Discovery and use of muscle relaxants in anesthesia practice dates back to 1942, when Griffith and Johnson used d-tubocurarine to provide muscle relaxation during surgery. Since then, a number of muscle relaxants have been discovered, and their use has not only revolutionized the practice of anesthesia but also made possible the development of cardiothoracic, neurologic, and organ transplant surgeries. Muscle relaxants can be categorized into different groups, based on their chemical structure, site of action, and their duration of action.
Curare (also known as d-tubocurare), prototype of muscle relaxant used in anesthesia practice, was discovered in South America and was used for hunting. Its use in anesthesia was first described in 1940. In 1954, Beecher and Todd reported increased mortality with use of muscle relaxants. This was probably because of inadequate knowledge of pharmacology of muscle relaxants, suboptimal use of artificial ventilation, and unavailability of reversal agents and neuromuscular monitoring. With growing knowledge of pharmacology of muscle relaxants, reversal agents and advancement in neuromuscular monitoring has improved safety profile of these agents in the modern era of anesthesia practice.
Blockers of neuromuscular junction (Table 10.1).
It is imperative to have the knowledge of transmission of signal across neuromuscular junction, and the events occurring during transmission, in order to understand the mechanism through which muscle relaxants act.
During neuromuscular transmission, as soon as an action potential reaches presynaptic nerve terminal, it leads to opening of voltage-gated calcium channels. Calcium enters the presynaptic nerve terminal and binds to acetylcholine (ACh) vesicles. Calcium-bound ACh vesicles move near the presynaptic membrane, bind to it and release ACh into synapse. ACh binds to ACh receptors on postsynaptic muscle end plate and causes opening of Na channel. Opening of Na channel results in depolarization of muscle end plate.
SCh (depolarizing muscle relaxant) acts as an agonist at ACh receptor and causes depolarization of muscle membrane, while nondepolarizing muscle relaxants act as antagonists at ACh receptor and compete with ACh for binding sites (Table 10.2).
ACh receptors at neuromuscular junction are of nicotinic type (Table 10.3). It is a ligand-gated ion channel composed of five subunits: Two α and single β, δ, and ε subunits, which are all arranged around a central pore. When a molecule of ACh binds to each of the α subunits, the receptor undergoes conformational change, which results in opening of the central pore. In case of nondepolarizing muscle relaxant, if one molecule binds to α subunit; two agonist molecules cannot bind, and neuromuscular transmission is inhibited. This pore is a nonspecific ion channel, through with Na+, K+ and Ca2+ ions can flow, causing miniature end-plate potentials. When the threshold level of depolarization is reached, voltage-gated Na+ channels open and the action potential is propagated across the muscle.
Central muscles (facial muscles, pharynx, larynx, diaphragm, abdominal muscles) are blocked earlier than peripheral muscles. Recovery follows the an identical pattern. Central muscles recover faster than peripheral muscles.
Diaphragm in isolation is most resistant muscle to block and recovers the fastest. Respiratory muscles more resistant than muscles of upper airway. So, if extubated without proper recovery of these muscles, upper airway obstruction may occur.

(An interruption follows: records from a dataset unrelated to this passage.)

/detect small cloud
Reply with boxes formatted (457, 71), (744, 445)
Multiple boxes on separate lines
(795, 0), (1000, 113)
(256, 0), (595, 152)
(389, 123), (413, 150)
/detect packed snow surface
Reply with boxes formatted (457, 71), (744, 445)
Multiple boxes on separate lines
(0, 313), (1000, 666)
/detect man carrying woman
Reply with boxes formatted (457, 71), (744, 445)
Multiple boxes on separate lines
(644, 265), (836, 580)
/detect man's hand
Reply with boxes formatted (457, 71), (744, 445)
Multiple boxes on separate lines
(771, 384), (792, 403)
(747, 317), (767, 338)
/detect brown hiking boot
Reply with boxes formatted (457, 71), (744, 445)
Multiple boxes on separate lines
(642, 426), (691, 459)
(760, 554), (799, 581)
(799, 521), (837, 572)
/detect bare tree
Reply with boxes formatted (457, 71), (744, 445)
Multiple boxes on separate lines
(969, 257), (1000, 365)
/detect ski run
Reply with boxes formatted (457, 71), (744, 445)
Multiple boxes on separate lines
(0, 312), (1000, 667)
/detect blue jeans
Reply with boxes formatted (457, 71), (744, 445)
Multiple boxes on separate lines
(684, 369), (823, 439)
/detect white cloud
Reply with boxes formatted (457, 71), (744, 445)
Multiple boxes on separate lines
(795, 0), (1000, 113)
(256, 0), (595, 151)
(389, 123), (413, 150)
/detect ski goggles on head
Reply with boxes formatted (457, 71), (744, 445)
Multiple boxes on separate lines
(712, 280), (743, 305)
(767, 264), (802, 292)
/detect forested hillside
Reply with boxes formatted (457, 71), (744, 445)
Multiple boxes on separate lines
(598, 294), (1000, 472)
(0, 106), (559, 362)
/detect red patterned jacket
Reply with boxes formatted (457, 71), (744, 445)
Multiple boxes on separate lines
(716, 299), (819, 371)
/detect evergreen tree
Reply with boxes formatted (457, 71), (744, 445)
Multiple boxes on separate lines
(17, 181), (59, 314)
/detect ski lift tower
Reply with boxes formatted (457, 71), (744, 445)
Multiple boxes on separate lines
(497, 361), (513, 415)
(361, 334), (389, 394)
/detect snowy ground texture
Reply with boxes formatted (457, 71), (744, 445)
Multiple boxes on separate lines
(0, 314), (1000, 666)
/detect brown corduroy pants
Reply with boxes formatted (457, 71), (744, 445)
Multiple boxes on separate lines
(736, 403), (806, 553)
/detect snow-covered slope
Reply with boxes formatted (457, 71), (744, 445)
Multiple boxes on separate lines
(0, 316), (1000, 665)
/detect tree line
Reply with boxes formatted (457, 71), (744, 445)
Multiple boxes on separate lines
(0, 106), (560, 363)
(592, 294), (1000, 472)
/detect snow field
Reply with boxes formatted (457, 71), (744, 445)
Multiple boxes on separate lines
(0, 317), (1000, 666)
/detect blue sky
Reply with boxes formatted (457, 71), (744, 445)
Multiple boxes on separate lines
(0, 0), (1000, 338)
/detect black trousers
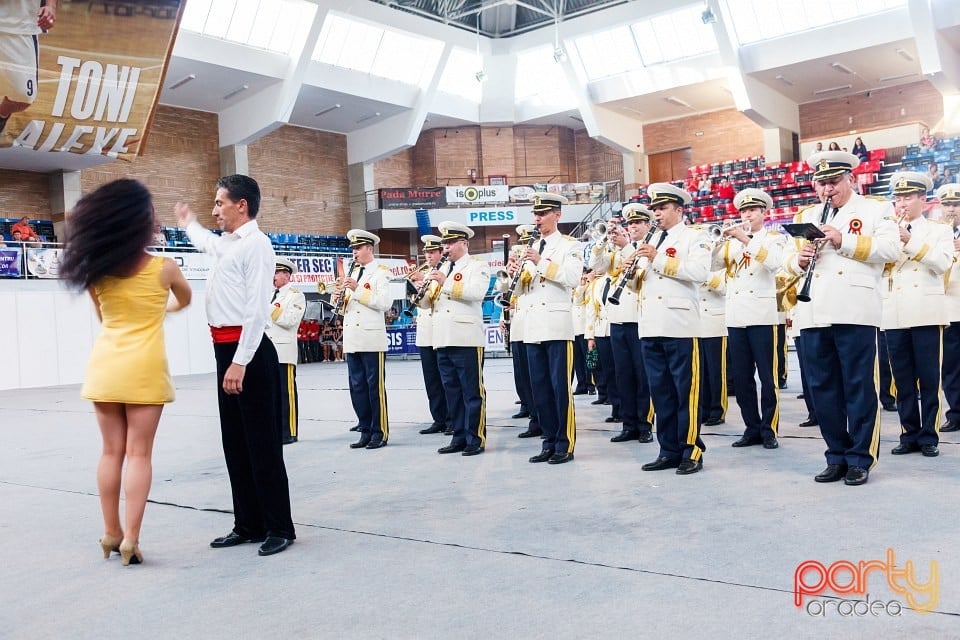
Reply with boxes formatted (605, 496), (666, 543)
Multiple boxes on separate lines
(884, 325), (940, 446)
(941, 322), (960, 424)
(524, 340), (577, 453)
(346, 351), (390, 442)
(800, 324), (880, 469)
(727, 325), (780, 438)
(280, 363), (300, 438)
(417, 347), (451, 427)
(640, 337), (703, 461)
(436, 347), (487, 448)
(610, 322), (653, 433)
(700, 336), (727, 422)
(595, 337), (620, 417)
(213, 335), (296, 540)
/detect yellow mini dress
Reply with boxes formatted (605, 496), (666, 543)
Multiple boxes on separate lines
(80, 257), (174, 404)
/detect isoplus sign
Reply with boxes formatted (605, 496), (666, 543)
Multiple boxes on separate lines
(793, 548), (940, 617)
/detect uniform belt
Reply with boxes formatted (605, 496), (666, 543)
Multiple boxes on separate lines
(210, 325), (243, 344)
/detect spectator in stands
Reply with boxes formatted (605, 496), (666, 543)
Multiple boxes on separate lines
(851, 136), (870, 162)
(920, 127), (937, 151)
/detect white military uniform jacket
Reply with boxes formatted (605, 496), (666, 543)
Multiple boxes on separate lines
(880, 216), (953, 329)
(267, 282), (307, 364)
(639, 223), (710, 338)
(433, 254), (488, 349)
(711, 229), (786, 327)
(343, 260), (393, 353)
(519, 231), (583, 344)
(783, 193), (900, 327)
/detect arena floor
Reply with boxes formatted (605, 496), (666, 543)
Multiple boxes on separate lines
(0, 353), (960, 640)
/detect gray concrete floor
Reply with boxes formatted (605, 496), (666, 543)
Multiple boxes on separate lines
(0, 354), (960, 639)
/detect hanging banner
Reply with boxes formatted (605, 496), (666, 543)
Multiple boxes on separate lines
(0, 0), (184, 159)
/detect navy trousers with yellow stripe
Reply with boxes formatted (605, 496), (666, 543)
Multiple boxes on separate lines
(699, 336), (727, 422)
(610, 322), (653, 433)
(884, 325), (944, 447)
(436, 347), (487, 447)
(346, 351), (390, 442)
(727, 325), (780, 438)
(640, 337), (703, 462)
(524, 340), (577, 453)
(280, 362), (300, 440)
(800, 324), (880, 469)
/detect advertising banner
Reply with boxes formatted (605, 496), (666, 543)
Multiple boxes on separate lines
(0, 0), (184, 159)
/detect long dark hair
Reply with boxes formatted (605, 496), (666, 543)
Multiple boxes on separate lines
(60, 179), (154, 289)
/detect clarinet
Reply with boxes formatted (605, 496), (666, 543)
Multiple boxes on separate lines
(607, 220), (659, 305)
(797, 198), (830, 302)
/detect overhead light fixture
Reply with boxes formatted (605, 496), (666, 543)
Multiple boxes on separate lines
(813, 84), (853, 96)
(223, 84), (250, 100)
(313, 104), (340, 116)
(357, 111), (380, 124)
(167, 73), (197, 91)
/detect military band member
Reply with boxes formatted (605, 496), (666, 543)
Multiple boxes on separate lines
(512, 193), (583, 464)
(342, 229), (393, 449)
(267, 257), (307, 444)
(881, 171), (956, 458)
(637, 183), (710, 475)
(723, 189), (786, 449)
(937, 183), (960, 433)
(410, 234), (453, 434)
(784, 151), (900, 485)
(607, 203), (653, 443)
(427, 222), (490, 456)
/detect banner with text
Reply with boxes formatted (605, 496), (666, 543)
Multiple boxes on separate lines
(0, 0), (184, 159)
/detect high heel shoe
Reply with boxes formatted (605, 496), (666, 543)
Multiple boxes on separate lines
(100, 533), (123, 558)
(119, 540), (143, 566)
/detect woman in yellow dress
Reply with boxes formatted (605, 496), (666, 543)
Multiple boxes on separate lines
(60, 180), (191, 565)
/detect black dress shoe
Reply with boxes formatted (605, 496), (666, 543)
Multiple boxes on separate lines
(890, 442), (920, 456)
(843, 467), (870, 487)
(730, 436), (763, 447)
(257, 536), (293, 556)
(677, 458), (703, 476)
(813, 464), (847, 482)
(640, 458), (680, 471)
(529, 449), (553, 462)
(420, 424), (446, 435)
(210, 531), (264, 549)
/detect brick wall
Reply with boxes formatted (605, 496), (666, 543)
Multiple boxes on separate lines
(800, 80), (943, 141)
(81, 105), (220, 226)
(643, 109), (764, 165)
(0, 169), (50, 220)
(247, 126), (350, 235)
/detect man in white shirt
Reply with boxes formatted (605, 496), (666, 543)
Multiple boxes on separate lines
(176, 175), (296, 556)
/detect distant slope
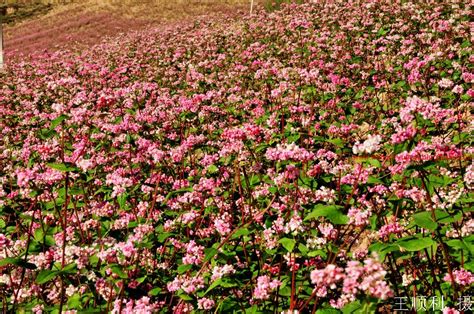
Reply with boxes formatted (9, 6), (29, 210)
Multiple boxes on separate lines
(5, 0), (254, 56)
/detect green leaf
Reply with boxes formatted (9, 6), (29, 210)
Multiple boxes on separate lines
(316, 309), (341, 314)
(50, 114), (69, 130)
(0, 257), (36, 269)
(304, 204), (349, 225)
(36, 269), (59, 285)
(117, 193), (128, 209)
(413, 212), (438, 230)
(396, 238), (436, 252)
(110, 265), (128, 279)
(342, 300), (362, 314)
(158, 232), (173, 243)
(231, 227), (250, 239)
(207, 165), (219, 174)
(278, 238), (296, 252)
(204, 247), (219, 262)
(204, 278), (222, 295)
(148, 287), (162, 296)
(178, 264), (193, 274)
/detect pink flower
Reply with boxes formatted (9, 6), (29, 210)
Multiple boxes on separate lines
(443, 268), (474, 286)
(253, 275), (281, 300)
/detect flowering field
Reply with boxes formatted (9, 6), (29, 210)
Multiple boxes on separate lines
(0, 1), (474, 313)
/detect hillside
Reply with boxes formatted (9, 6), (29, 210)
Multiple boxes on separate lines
(5, 0), (252, 56)
(0, 1), (474, 314)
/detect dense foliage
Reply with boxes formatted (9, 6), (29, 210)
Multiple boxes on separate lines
(0, 1), (474, 313)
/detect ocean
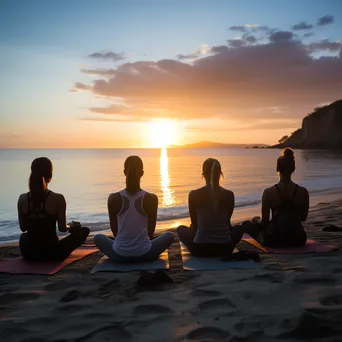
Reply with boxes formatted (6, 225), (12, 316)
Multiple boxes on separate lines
(0, 148), (342, 242)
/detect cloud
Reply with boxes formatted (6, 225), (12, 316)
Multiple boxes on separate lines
(243, 36), (257, 44)
(317, 15), (334, 26)
(229, 25), (246, 32)
(74, 31), (342, 125)
(227, 39), (246, 48)
(88, 51), (126, 62)
(308, 39), (342, 52)
(292, 21), (313, 31)
(89, 104), (129, 114)
(81, 68), (115, 78)
(229, 24), (270, 33)
(176, 44), (211, 60)
(269, 31), (294, 43)
(69, 82), (92, 93)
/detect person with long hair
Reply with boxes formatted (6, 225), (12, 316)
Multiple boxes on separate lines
(18, 157), (89, 261)
(94, 156), (174, 263)
(177, 158), (243, 256)
(242, 148), (309, 247)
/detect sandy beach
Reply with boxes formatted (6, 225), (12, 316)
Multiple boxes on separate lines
(0, 200), (342, 342)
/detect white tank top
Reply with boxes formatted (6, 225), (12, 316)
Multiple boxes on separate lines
(113, 190), (152, 257)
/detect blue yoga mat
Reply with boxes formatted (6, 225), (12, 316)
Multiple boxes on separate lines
(91, 251), (169, 273)
(180, 243), (258, 271)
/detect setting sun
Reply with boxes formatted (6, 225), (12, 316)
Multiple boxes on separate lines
(148, 120), (177, 148)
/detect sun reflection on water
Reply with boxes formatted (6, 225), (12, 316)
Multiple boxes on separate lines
(160, 148), (175, 207)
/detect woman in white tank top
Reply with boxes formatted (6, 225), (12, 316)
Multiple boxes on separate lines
(94, 156), (174, 263)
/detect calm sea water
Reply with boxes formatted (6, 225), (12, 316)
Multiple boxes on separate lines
(0, 149), (342, 241)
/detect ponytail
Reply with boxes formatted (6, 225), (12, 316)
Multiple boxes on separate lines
(277, 148), (296, 175)
(202, 158), (223, 211)
(210, 161), (221, 197)
(29, 157), (53, 202)
(124, 156), (144, 193)
(29, 172), (47, 202)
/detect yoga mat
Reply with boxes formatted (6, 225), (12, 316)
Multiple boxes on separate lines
(180, 242), (257, 271)
(0, 247), (98, 275)
(242, 234), (338, 254)
(91, 251), (169, 273)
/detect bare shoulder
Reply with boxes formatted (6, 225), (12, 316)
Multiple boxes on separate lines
(262, 185), (276, 198)
(108, 192), (121, 203)
(18, 192), (27, 205)
(145, 192), (158, 203)
(222, 188), (234, 197)
(49, 190), (65, 202)
(298, 185), (309, 196)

Physicochemical properties: Chemically, it is dicholine ester of succinic acid, that is, 2 ACh molecules linked back-to-back through acetate methyl group. It is stored at 4 degrees to prevent hydrolysis.
Metabolism: Hydrolyzed by butyrylcholinesterase (pseudocholinesterase) in plasma to succinylmonocholine and choline and ultimately to succinic acid and choline. Butyrylcholine esterase is present in plasma and not in neuromuscular junction. Only 10% of administered drug reaches the site of action, due to metabolism by butyrlcholinesterase; so it should be given at a faster rate. The plasma levels of butyrlcholinesterase can alter the duration of action of SCh, with decreased levels prolong the duration of action.
In addition to SCh, mivacurium is also metabolized by butyrylcholinesterase. Therefore, caution should pe paid while using both these agents in conditions listed in Box 10.1.